Le précédent webinaire de la Société d’encouragement pour l’industrie nationale a montré l’intérêt des gestionnaires de transport d’énergie pour l’hydrogène. L’acheminement et le stockage sécurisés de cette molécule fine qui ne pardonne pas les fuites sont pourtant importants pour étendre les usages, notamment la production d’électricité selon une formule « power to gas to power ». Si ses rendements sont moqués pour leur faiblesse – de l’ordre de 22 % –, la solution semble incontournable pour optimiser les énergies renouvelables et bénéficier de réserves d’énergie.
Hugues Seutin, directeur de l’activité « hydrogène » chez Vinci Construction Grands Projets, souligne que les stockages, pour des durées d’exploitation de l’ordre de la journée ou de plusieurs mois, constituent « un enjeu clé pour le développement des EnR qui sont devenus compétitives mais qui restent intermittentes. »
En revanche, Gérard Longuet, sénateur et Premier Vice-président de l’Opecst, s’exprimant à l’occasion de la parution de la note scientifique parue sur l’hydrogène en avril, s’est montré dubitatif sur les projets allemands de production d’hydrogène au Maroc et d’importation, ce pour des raisons de risques politiques ou techniques.
Tout l’enjeu des travaux menés actuellement visent à rapprocher le coût de l’hydrogène issu des électrolyseurs de celui produit par reformage. Mais le gap est énorme. Deux leviers peuvent être actionnés. Le premier est le prix de la tonne de CO2 émis applicable au reformage ; les simulations tablent sur 100 à 250 €/t CO2 en 2040-2050. Le second est l’efficacité des électrolyseurs.

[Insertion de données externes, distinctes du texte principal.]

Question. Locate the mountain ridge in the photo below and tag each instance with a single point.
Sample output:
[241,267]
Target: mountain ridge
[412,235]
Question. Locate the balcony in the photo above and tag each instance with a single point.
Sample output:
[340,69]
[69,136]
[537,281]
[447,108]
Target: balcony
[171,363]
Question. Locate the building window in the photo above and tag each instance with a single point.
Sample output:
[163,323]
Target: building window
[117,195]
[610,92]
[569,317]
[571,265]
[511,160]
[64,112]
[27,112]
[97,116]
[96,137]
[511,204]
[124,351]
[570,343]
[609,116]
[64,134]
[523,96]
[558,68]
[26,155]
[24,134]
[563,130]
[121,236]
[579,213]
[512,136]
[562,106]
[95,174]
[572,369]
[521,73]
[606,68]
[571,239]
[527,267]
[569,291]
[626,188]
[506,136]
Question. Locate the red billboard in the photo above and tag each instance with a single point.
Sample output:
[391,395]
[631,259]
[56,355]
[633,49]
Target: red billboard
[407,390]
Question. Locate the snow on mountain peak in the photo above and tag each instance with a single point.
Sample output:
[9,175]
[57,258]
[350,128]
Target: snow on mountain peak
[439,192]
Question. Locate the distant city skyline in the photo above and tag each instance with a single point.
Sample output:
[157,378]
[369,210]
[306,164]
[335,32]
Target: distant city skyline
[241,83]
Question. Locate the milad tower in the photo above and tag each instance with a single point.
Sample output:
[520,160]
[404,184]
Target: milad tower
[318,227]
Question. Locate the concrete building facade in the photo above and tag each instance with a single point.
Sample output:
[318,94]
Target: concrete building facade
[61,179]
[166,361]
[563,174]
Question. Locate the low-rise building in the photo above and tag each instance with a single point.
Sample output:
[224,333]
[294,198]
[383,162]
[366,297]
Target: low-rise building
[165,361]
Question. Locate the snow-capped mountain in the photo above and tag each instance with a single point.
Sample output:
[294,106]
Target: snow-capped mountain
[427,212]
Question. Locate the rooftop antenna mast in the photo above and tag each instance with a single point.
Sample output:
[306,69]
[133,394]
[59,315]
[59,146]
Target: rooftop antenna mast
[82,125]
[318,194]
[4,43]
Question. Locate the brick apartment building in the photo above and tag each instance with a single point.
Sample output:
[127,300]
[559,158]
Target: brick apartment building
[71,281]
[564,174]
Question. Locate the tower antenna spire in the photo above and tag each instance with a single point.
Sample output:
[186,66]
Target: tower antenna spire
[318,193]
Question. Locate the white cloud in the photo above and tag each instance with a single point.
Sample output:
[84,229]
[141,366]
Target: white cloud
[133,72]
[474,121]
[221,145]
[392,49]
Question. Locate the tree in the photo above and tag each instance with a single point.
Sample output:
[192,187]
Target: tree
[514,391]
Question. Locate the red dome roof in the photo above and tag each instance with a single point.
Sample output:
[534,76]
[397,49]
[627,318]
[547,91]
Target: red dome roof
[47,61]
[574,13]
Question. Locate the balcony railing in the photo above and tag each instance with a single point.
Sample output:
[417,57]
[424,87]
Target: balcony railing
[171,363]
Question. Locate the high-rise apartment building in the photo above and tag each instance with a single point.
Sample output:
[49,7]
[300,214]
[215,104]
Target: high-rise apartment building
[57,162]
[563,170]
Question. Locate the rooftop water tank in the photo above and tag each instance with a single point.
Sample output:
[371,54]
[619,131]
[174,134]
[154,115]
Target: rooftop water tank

Selon Florence Lambert, d’ici 2030, la technologie SOEC atteindra un rendement de l’ordre de 90 % en production d’hydrogène, bien plus élevé que celui des équipements alcalins (70%), et ce pour des coûts d’investissement semblables de 800 €/(kg/jour) – contre 3 550 €/(kg/jour) en 2020 pour les électrolyseurs SOEC. Selon l’Opecst, à l’horizon 2040-2050, les prix de toutes les technologies devraient converger aux alentours de 2 à 3 €/kg.
Comme le photovoltaïque et l’éolien il y a quelques années, l’hydrogène est cependant entré de plain-pied dans la compétition technique et financière. À tel point que l’analyste financier Bloomberg* annonçait fin mars 2020 une projection à 1-1,5 €/kg en 2050 pour l’hydrogène vert. En clair, il serait moins cher que le gaz naturel.